Maja Bar Rasmussen receives DKK 2,9 million from Independent Research Fund Denmark

Department of Geosciences and Natural Resource Management
21/11/2022

The money will be used to investigate whether calcium-rich silicates can be part of the solution to storing excess atmospheric CO2.

Maja Bar Rasmussen will investigate the potential for using anorthosite to capture CO2 using laboratory-based experiments with anorthosite and materials related to the extraction of aluminum from anorthosite mines in Greenland. Photo: Kent Pørksen.

"The use of calcium-rich silicates and related waste can become part of the solution to our current climate crisis by actively capturing and storing CO2 through chemical weathering," says postdoc Maja Bar Rasmussen, who has just received funding from the Independent Research Fund Denmark through their green initiatives.

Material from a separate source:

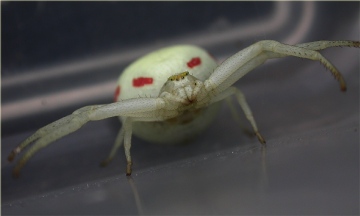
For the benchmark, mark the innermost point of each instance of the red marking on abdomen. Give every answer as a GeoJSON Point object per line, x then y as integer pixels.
{"type": "Point", "coordinates": [141, 81]}
{"type": "Point", "coordinates": [117, 93]}
{"type": "Point", "coordinates": [194, 62]}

Calcium-rich plagioclase constitutes up to 90 per cent. of the minerals in the rock type anorthosite and is a common mineral all over the globe and while making up a large proportion of our Earth's lower crust. In addition to calcium, the mineral is rich in aluminum and can be used to produce cement, fiberglass, and other building materials.

In the Nuuk region of Greenland, there are pure anorthosite deposits, which in some cases also contain precious stones, enabling future mining activities here. Waste from these mines is expected to be crushed calcium-rich plagioclase as well as calcium-rich residues from the extraction of aluminum, so-called wollastonite-slag, and these materials theoretically have the potential to capture large amounts of CO2 from our atmosphere.

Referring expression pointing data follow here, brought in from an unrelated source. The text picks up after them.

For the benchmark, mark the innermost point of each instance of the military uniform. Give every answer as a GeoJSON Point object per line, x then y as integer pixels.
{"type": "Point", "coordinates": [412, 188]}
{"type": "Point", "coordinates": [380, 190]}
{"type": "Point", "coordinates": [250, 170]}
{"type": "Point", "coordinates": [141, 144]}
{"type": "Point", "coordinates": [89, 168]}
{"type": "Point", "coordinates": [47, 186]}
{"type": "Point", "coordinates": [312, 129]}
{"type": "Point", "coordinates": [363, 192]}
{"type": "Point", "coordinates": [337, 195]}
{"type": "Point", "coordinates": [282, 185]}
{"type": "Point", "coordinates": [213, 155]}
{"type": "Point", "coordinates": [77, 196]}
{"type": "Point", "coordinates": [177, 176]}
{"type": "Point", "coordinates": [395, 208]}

"Calcium-rich plagioclase in itself is relatively reactive and has the potential to store 1 g of CO2 per 6 grams of plagioclase, while wollastonite-slag is significantly more reactive, and thus reacts even faster with the CO2, in order to precipitate lime-like phases”, Maja explains.

The crushing process is often an obstacle to using minerals to capture CO2 directly from the atmosphere. The minerals should preferably be very finely crushed, and this in itself requires a lot of energy thus emitting CO2. But the crushing that already occurs in the mining process helps to make plagioclase and the mining waste attractive to use for CO2 mitigating measures.

Maja elaborates; "The crushing process which is already associated with the mining work means that this plagioclase does not necessarily have to be further crushed before use, as is now the case with, for example, olivine. In this way, we avoid a CO2-release that would otherwise be emitted through the crushing, and this plagioclase thus constitutes a more overall green solution when you consider the CO2 budget for the entire process from extraction to storage use".